Over the long term, equity mutual funds with compound growth (12–14% p.a.) typically deliver the highest returns, though they carry market risk. Fixed Deposits offer guaranteed returns (6–7.5% p.a.) with quarterly compounding — ideal for risk-averse investors. Debt mutual funds fall in between (7–9% p.a.). The best choice depends on your risk tolerance, investment horizon, liquidity needs, and tax situation.
How accurate are these return calculations?
The calculations use standard mathematical formulas and are mathematically precise for the inputs provided. However, real-world returns may differ due to taxes (TDS on FD interest above ₹40,000 p.a., LTCG/STCG on mutual fund gains), exit loads, fund management charges (expense ratio), and market fluctuations. Use these figures for planning, comparison, and goal-setting rather than guaranteed projections.
What return rate should I use for mutual funds?
As a general planning guide: Large-cap equity funds: 10–12% p.a.; Flexi-cap/multi-cap funds: 11–13% p.a.; Small-cap funds: 12–15% p.a. (higher risk); Debt mutual funds: 7–9% p.a.; Liquid funds: 6–7% p.a. For conservative planning, use the lower end of these ranges. Past returns do not guarantee future performance — SEBI mandates this disclaimer for all mutual fund communications.
Can I use this for SIP calculations?
This calculator is designed for lump-sum (one-time) investments. For Systematic Investment Plans (SIPs) where you invest a fixed amount every month, a dedicated SIP calculator using the future value of an annuity formula is required: FV = P × [((1 + r)^n - 1) / r] × (1 + r). Visit our SIP Calculator for accurate SIP projections.
Does this calculator include inflation adjustment?
No, this calculator shows nominal returns without adjusting for inflation. To estimate your real (inflation-adjusted) return, subtract the inflation rate from your nominal return rate. For example, if your investment grows at 10% p.a. and inflation is 6%, your real return is approximately 4% p.a.
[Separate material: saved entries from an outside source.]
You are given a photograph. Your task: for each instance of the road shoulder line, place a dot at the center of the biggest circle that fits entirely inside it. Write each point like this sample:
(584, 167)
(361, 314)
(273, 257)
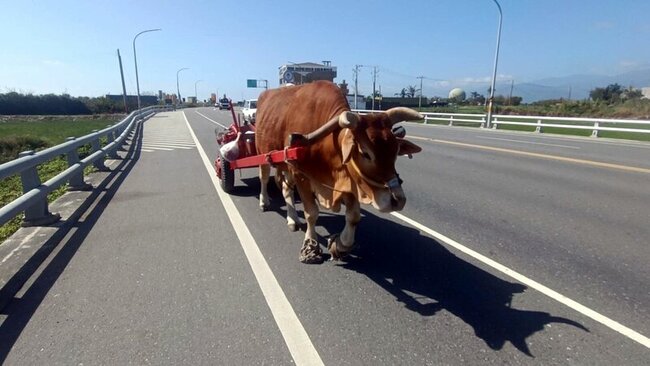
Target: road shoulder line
(631, 334)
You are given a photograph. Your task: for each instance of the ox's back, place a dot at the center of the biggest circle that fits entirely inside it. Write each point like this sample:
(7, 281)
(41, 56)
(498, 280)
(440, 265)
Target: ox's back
(299, 109)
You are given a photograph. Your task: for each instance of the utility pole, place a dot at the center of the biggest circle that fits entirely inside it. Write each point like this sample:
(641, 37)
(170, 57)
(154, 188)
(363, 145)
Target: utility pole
(356, 84)
(374, 82)
(119, 58)
(512, 85)
(420, 101)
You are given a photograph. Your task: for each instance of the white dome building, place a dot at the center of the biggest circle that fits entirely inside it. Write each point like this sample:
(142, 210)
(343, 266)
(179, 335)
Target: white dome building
(457, 94)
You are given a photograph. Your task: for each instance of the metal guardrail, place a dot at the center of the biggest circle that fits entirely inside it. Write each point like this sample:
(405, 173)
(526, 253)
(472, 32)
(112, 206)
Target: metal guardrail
(34, 199)
(539, 122)
(593, 124)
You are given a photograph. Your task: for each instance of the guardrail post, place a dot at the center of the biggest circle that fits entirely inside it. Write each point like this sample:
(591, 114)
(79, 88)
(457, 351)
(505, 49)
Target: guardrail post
(38, 214)
(594, 133)
(110, 138)
(99, 163)
(76, 182)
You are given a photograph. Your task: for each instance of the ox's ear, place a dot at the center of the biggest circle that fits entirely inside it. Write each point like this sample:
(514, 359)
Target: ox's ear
(406, 147)
(347, 145)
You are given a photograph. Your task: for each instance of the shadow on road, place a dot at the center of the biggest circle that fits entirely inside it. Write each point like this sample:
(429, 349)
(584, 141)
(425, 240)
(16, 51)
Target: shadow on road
(19, 311)
(426, 277)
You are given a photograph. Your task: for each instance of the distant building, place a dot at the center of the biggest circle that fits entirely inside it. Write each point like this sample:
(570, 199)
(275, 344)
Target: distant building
(646, 92)
(306, 72)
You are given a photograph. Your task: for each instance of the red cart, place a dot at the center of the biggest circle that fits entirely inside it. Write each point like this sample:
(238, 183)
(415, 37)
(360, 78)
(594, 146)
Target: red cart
(244, 134)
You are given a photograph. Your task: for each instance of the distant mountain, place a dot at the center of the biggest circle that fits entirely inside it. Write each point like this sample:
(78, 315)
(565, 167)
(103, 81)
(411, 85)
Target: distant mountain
(576, 87)
(579, 85)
India's average CPI inflation has been around 5–6% over the past decade, so factor this in for long-term planning.
What is annualized return vs total return?
Total return is the overall percentage gain over the full investment period: (Final Value − Principal) / Principal × 100. Annualized return (CAGR) is the equivalent yearly rate that produces the same total return when compounded annually. For example, doubling your money in 6 years gives a 100% total return but only a ~12.25% annualized return. Annualized return is more useful for comparing investments of different durations.
Is my data stored anywhere?
No. All calculations happen entirely in your browser using JavaScript. No data is sent to any server, stored in a database, or shared with any third party. You can use this calculator with complete privacy — your financial details never leave your device.